Politics

General election: poll suggests Tory lead narrows as campaign enters last day – live news


Neale Hanvey, the candidate sacked by the Scottish National party over antisemitic social media posts, will still be announced as the SNP MP for Kirkcaldy and Cowdenbeath if he wins on Thursday.

Hanvey has continued campaigning to win, using the SNP’s yellow colour and typefaces, despite being officially dropped by the party after he admitting two weeks ago to two antisemitic posts, one using material from the Kremlin-funded Sputnik website.

Fife council has said because Hanvey was dropped after nominations closed, he will be described as the SNP’s candidate when the results are declared.

That raises the stakes for the SNP, since Nicola Sturgeon has been highly critical of Labour’s failure to tackle its antisemitism crisis. Hanvey’s party membership was suspended when he was dropped as its candidate; it still needs to put him through a full disciplinary hearing or allow him to rejoin the party.
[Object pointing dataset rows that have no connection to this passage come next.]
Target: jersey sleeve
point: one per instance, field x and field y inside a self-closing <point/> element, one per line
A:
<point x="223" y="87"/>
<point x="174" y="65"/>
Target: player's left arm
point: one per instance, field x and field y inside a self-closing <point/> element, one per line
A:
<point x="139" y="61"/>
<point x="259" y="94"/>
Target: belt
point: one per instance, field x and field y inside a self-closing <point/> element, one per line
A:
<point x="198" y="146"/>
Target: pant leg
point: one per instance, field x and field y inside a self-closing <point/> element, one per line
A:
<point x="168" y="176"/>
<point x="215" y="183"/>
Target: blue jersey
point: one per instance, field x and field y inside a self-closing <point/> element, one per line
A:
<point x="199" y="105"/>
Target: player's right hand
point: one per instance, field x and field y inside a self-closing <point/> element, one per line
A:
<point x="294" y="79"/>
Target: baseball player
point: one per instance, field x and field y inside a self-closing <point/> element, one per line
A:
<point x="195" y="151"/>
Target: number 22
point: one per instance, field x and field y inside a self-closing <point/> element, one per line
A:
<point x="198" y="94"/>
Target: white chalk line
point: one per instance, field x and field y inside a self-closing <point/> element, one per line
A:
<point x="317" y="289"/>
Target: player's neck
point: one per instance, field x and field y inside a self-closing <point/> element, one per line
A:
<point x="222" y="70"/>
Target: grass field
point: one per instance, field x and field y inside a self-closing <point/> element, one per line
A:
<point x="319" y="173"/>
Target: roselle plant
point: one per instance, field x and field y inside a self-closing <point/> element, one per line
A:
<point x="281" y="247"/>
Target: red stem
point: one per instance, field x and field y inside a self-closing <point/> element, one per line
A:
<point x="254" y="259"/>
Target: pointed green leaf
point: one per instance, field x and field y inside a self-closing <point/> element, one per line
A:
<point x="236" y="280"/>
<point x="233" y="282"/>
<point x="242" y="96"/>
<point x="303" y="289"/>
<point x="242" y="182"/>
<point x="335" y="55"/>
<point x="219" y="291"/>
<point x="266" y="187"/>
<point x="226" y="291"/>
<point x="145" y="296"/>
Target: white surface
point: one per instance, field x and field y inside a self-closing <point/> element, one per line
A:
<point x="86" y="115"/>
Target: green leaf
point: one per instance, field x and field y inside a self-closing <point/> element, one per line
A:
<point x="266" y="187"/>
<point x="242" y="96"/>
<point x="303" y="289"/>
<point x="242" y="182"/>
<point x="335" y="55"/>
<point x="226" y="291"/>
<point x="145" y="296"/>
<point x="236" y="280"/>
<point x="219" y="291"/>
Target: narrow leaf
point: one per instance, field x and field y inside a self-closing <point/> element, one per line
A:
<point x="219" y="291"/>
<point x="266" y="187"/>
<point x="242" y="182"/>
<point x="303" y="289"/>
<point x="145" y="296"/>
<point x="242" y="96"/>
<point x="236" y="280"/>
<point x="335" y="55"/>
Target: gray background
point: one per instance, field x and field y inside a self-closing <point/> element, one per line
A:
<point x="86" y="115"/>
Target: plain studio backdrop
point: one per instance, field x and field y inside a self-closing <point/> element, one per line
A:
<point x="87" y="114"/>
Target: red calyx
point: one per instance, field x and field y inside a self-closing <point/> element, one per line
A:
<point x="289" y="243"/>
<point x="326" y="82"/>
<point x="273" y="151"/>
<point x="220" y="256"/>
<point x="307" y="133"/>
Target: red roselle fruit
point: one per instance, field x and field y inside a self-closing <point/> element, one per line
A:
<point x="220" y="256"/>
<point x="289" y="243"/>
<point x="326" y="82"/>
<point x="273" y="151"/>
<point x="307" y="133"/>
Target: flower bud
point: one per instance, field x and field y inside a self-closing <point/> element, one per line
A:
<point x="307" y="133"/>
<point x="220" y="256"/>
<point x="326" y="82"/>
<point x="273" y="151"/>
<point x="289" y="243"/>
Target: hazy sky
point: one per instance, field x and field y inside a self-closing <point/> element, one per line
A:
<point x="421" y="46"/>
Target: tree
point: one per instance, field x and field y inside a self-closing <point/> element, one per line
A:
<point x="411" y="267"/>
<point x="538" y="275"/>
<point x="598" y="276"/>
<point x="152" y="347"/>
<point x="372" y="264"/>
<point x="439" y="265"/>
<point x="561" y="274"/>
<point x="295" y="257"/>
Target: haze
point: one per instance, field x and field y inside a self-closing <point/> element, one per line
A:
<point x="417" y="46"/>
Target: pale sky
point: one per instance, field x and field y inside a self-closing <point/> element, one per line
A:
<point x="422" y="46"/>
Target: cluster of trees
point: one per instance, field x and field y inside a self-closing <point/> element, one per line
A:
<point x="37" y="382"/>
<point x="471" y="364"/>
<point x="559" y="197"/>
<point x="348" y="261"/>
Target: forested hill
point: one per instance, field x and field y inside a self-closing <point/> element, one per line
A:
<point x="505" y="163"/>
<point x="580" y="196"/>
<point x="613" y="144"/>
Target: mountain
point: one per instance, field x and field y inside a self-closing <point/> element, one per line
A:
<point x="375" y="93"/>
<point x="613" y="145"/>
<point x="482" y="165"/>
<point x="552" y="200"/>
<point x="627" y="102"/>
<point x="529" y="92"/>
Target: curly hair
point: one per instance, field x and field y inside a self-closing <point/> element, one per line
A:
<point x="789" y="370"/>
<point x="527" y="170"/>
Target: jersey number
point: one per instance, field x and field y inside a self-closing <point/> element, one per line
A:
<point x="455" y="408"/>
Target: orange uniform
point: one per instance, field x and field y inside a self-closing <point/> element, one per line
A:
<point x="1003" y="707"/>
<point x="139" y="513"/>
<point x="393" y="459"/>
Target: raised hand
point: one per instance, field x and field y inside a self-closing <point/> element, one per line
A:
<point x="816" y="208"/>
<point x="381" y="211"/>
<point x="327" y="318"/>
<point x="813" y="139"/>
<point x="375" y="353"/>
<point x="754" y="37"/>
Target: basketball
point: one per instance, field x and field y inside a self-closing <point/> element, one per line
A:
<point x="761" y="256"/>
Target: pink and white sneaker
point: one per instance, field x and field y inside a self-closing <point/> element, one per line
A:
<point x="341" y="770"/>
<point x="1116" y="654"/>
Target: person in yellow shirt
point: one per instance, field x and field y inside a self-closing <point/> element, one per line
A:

He wants to be readmitted.

Fife council has also said the SNP has not officially told its returning officer Hanvey has been dropped. The council said on Tuesday morning it has only had an email from Hanvey’s SNP election agent, David Barratt, simply saying he was no longer in that post.

The SNP disputed that. “Fife council was informed on 29 November,” a spokesman said. “We would expect the returning officer to be fully aware that political parties have no ability under electoral law to withdraw a candidate after the close of nominations.”

Although Hanvey has been publicly disavowed by the SNP and Nicola Sturgeon, Scottish Labour officials still believe he could beat the Labour incumbent Lesley Laird, who regained the seat for Labour by a very narrow 259-vote margin in 2017.

They say SNP activists have ignored an instruction from Sturgeon to stop campaigning for Hanvey. His Facebook page still carries SNP videos and his leaflets reproduce the ballot paper which shows his name beside the SNP logo.

Labour officials believe the SNP has deliberately taken a soft-touch approach to avoid alienating activists. “They could be so much more robust than they have been,” said one. After the Labour candidate in Falkirk was sacked for antisemitism, every Labour members was stood down. “You won’t find anyone campaigning for that candidate,” he said.